BY Morgan Falconer in Reviews | 17 MAR 06
Featured in
Issue 97

Robert Malaval

BY Morgan Falconer in Reviews | 17 MAR 06

For their penultimate show as directors of the Palais de Tokyo, Nicolas Bourriaud and Jérôme Sans chose to mount the institution’s first historical survey exhibition and to resurrect the career of the late French artist Robert Malaval. What will most likely be remembered after all this, apart from the fact that Malaval achieved so many terrific stylistic somersaults, is the work that first excited French audiences over 40 years ago: his ‘Aliment Blanc’ (White Foodstuff, 1961–6) series. It is as if he was the zoologist of a sometimes comic, sometimes threatening, organism that had emerged out of a plate of fromage blanc, penetrated everything and threatened to conquer the world. In the relief sculpture How Do You Do? (1961) it’s a papier mâché-like sludge roaring out of the mouth of a stove. In the chilling Aliment Blanc Cultivable: Femme Assise (Cultivatable White Foodstuff: Seated Woman, 1964) it’s a waxy slime emanating from candles that have melted the head of a woman in a wheelchair. And in another extraordinary series it’s the subject of densely packed, often diagrammatic Robert Crumb-like cartoon drawings which speculate on the lifespan of the organism in more detail, while it occasionally bursts out of orifices and coalesces into bogeymen.

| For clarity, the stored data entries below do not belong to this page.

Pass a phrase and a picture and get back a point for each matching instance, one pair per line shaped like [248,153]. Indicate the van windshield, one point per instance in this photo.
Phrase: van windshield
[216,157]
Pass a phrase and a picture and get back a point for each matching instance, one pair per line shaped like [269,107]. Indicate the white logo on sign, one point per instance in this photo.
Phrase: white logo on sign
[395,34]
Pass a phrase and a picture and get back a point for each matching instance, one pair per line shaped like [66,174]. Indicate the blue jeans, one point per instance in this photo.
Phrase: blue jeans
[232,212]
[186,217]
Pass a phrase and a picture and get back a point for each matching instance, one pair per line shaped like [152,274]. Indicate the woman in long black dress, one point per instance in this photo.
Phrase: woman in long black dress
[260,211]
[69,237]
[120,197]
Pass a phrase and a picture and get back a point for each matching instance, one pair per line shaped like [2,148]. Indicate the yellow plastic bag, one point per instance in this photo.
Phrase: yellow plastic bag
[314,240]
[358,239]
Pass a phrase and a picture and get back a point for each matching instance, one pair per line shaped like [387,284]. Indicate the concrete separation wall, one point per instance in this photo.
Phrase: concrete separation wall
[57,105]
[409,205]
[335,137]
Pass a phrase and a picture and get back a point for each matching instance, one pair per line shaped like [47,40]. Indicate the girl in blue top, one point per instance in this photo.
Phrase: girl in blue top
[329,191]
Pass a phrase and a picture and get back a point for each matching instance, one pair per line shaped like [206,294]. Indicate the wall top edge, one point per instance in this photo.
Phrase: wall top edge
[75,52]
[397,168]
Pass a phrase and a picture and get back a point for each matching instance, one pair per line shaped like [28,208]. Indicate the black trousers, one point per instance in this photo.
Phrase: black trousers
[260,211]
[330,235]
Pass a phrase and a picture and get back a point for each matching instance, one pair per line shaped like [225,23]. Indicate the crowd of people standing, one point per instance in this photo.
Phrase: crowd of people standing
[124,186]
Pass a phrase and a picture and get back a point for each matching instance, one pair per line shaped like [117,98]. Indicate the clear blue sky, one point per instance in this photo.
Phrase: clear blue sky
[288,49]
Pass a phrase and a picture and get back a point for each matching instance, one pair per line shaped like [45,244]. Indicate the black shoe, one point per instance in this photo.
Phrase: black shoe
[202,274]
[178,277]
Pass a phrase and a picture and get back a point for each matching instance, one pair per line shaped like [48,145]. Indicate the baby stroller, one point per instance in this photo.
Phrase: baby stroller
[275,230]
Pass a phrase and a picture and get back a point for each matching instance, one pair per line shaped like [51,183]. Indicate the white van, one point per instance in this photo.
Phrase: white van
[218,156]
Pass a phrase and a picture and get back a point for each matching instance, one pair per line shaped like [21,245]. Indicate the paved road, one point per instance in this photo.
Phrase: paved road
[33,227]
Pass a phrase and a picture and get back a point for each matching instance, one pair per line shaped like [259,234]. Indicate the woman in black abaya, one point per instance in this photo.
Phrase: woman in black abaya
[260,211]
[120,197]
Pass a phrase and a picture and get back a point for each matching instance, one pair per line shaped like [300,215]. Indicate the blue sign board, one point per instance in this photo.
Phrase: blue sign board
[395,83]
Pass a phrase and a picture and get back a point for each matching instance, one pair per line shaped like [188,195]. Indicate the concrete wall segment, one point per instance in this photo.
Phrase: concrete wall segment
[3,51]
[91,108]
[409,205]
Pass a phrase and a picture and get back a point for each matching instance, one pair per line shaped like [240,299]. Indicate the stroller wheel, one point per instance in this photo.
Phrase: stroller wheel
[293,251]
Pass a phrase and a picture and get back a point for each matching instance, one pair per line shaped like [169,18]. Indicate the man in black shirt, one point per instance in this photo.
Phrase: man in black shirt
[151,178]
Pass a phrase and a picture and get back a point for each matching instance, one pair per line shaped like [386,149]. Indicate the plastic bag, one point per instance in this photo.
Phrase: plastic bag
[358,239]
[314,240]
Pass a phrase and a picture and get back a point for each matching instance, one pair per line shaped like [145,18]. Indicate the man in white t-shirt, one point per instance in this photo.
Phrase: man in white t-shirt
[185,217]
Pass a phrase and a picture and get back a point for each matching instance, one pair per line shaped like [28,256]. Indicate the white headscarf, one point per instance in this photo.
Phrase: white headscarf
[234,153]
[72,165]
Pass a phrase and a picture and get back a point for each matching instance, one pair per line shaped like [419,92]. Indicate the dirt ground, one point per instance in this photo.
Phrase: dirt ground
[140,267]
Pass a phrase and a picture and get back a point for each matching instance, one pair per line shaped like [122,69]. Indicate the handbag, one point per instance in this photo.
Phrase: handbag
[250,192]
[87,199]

So captivating is ‘Aliment Blanc’ that it was disappointing to read the biographical sketch in the catalogue and discover how, during these years of his greatest success, Malaval embellished his persona with so many gimmicks: only wearing white, only eating white, plastering a friend’s apartment in toothpaste. In fact, after being convinced of Malaval’s talent, it’s disappointing to read almost any of his biography, as the moment he found success he left his wife and children and just seems to have lived faster and more recklessly until he committed suicide in 1980. One can scour his life to find a rationale for this excess, but ultimately it seems that what he suffered from was simply – in the well-chosen words of his friend Jean-François Bizot – ‘a prolonged adolescence’.

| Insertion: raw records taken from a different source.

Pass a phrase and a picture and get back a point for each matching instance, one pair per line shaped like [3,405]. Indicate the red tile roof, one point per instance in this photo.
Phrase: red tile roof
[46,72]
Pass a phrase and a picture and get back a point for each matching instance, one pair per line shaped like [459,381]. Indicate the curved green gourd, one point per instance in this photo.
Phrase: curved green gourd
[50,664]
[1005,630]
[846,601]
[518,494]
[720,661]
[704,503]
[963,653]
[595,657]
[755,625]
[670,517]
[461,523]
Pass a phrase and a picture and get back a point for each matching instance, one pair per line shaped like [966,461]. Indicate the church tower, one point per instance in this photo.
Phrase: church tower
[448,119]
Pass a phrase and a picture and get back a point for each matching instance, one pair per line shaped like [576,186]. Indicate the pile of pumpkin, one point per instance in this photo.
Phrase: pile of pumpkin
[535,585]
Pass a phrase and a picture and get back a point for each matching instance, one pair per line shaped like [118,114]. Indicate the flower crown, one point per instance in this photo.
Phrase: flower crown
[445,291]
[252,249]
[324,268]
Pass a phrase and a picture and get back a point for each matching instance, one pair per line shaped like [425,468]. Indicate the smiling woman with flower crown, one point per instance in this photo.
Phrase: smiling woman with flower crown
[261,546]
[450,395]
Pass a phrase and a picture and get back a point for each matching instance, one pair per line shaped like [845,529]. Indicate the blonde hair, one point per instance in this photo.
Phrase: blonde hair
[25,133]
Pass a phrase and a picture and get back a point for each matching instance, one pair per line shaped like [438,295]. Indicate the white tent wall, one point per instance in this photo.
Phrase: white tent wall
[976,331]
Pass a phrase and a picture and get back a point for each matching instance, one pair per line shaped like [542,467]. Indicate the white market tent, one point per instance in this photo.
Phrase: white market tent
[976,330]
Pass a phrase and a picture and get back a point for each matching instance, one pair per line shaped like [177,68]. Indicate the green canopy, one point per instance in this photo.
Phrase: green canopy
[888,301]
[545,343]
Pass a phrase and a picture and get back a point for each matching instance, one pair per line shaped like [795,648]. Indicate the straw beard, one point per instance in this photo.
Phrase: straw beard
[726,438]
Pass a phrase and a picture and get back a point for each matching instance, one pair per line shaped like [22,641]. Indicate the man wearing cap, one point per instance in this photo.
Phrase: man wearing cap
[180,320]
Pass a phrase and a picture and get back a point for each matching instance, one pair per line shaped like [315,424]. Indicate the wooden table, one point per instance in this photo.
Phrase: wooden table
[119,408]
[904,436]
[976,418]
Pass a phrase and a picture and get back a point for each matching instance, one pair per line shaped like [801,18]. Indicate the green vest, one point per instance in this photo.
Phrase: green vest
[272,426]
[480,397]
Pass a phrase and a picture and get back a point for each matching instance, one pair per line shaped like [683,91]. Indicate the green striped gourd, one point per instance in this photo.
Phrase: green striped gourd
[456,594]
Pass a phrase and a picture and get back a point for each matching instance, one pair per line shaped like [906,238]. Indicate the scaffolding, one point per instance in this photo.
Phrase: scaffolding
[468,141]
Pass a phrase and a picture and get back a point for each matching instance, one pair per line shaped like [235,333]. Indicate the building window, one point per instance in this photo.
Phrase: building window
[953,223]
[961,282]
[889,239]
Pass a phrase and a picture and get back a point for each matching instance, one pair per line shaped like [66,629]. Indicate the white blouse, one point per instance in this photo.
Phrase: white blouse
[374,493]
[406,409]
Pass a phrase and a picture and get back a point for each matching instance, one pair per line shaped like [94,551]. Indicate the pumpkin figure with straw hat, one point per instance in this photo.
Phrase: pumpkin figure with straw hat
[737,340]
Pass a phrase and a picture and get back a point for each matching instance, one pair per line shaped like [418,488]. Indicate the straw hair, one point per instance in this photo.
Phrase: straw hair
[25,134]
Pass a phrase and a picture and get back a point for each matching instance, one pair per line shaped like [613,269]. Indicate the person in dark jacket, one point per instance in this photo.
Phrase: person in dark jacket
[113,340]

Malaval was born in Nice in 1937 and, although he left the city in 1956, he has sometimes been thought of as part of the School of Nice, the not so helpful appellation that binds Martial Raysse, Arman, Ben and Yves Klein. But Malaval was simply too egoistical for groups, and, perhaps because he never trained as an artist, he seems always to have thought about art instinctively rather than strategically; nevertheless, he was undoubtedly a Pop artist – as much as any of those Niçois were. The emphatically flat pastel paintings he produced in the early 1970s are candyfloss Henri Matisses: Tutti-frutti (1973) is a dizzy, ditzy grid of pink, blue, yellow and green dots; Fraise et Pistache (Strawberry and Pistachio, 1973) might have been retrospectively named after the ice-cream blobs of colour in the centre of the similarly dotted abstract design. They seem empty, consciously stupid paintings, and while the selection that Sans and Bourriaud also hung at the Lyon Biennale weren’t so appealing, they probably had a lovely frisson of satire back in the day.

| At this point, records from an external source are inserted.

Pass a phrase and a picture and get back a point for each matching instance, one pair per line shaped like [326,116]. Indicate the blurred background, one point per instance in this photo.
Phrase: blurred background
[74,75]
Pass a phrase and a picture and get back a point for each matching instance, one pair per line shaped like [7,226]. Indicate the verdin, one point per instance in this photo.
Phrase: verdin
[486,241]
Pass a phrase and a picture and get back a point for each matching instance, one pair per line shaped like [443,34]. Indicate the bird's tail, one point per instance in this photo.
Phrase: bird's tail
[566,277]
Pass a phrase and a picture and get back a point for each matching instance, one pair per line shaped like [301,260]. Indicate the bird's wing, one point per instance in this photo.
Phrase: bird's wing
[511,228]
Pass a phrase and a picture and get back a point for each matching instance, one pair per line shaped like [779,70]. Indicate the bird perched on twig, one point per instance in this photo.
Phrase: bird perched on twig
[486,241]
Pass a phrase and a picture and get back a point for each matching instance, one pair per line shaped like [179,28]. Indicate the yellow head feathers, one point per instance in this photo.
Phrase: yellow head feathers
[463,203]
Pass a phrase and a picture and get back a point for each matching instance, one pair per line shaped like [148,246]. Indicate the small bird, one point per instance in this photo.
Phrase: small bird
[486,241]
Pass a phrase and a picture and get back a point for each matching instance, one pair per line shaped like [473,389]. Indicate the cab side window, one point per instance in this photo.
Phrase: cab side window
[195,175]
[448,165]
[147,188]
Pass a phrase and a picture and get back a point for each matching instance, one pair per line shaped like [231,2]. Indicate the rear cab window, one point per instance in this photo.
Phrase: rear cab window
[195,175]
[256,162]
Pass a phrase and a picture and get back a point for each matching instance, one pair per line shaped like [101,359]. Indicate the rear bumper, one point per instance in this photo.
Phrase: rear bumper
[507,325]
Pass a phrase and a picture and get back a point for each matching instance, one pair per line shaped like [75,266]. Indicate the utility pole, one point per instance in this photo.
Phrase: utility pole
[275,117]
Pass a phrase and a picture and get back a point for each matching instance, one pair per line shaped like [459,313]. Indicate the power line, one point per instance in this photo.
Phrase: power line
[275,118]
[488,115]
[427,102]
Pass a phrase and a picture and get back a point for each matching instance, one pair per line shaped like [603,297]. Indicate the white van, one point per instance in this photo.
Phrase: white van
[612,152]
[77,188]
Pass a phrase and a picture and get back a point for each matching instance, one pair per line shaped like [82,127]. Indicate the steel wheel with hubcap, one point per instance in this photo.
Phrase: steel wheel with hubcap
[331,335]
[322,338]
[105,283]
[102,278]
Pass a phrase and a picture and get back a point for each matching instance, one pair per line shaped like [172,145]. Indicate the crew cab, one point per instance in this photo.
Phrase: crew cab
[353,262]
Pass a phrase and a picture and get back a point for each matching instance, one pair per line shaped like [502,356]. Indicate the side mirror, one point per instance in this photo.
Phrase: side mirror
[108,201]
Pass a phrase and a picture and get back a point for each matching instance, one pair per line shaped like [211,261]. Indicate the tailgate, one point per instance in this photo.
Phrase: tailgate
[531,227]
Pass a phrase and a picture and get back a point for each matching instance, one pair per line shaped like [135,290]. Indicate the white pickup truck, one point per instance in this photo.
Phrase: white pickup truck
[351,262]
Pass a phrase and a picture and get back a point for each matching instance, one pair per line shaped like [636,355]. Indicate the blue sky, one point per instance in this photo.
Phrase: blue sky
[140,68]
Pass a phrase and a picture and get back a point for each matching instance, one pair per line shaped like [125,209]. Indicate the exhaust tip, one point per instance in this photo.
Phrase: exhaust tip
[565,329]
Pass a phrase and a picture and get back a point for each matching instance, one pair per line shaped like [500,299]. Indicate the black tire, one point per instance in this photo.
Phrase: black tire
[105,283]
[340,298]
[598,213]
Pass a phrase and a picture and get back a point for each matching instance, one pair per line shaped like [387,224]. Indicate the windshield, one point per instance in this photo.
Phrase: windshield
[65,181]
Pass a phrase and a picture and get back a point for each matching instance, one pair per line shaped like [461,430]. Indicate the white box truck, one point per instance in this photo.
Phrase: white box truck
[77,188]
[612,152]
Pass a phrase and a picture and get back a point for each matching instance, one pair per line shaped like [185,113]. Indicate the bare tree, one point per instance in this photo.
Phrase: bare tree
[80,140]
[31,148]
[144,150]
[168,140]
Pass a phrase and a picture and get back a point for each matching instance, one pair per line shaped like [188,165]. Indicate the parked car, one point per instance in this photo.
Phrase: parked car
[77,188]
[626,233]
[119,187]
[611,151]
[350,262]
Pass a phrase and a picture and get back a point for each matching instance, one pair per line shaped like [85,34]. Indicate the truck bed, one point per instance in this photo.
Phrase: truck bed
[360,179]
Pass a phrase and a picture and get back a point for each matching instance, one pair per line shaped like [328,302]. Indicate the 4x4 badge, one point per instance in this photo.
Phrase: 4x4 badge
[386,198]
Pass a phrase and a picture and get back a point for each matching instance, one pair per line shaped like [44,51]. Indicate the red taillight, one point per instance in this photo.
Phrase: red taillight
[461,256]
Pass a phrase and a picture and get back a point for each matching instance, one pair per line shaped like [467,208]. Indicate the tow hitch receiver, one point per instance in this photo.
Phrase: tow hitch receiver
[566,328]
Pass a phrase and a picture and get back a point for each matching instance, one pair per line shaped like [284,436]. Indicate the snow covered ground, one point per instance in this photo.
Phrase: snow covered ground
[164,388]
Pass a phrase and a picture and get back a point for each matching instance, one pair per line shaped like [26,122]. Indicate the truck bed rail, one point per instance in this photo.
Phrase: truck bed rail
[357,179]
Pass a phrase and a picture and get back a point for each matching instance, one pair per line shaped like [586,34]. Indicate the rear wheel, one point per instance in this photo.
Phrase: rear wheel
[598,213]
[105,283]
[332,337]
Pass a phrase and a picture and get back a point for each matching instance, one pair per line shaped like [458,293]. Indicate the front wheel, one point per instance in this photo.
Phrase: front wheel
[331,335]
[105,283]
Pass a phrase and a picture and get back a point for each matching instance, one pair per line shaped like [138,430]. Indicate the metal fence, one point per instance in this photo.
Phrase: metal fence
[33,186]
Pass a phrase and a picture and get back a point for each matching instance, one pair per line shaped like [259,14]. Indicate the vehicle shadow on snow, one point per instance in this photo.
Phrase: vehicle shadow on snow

In the 1970s Malaval increasingly wanted his art to give the same ephemeral pleasures as he got from Pop culture; just another ambient distraction. For one show at CNAC in Paris in 1971 he built a series of rooms filled with juke-boxes, pinball machines and light projections, piping in music and sounds that he had recorded from nature. Soon after, when Rock music became important to him (there was a slightly silly obsession with the Rolling Stones, which issued in some prints and, on a personal front, a rock ‘n’ roll image change which went along with increased boozing), he started to paint with glitter and produced his last great pictures. Niagara Gold (1975) has broad stokes of gold glitter cascading over a purple ground; Banzäi II (1977) is a black pyramid silhouetted against a violently silvery sky; Sang Viennois (Viennese Blood, 1977) is a proudly frivolous purple canvas which seems to be filled with burning debris spilling from the gold flames at the corners. They anticipate the monumentality and machismo of 1980s’ painting yet, despite being laden with emotion, they’re light enough to undermine it. That Malaval was still painting these startling pictures in his last days is sad; they brought him little success. But he was, as the title of the show, ‘Kamikaze’, suggested, fast and determined to the end.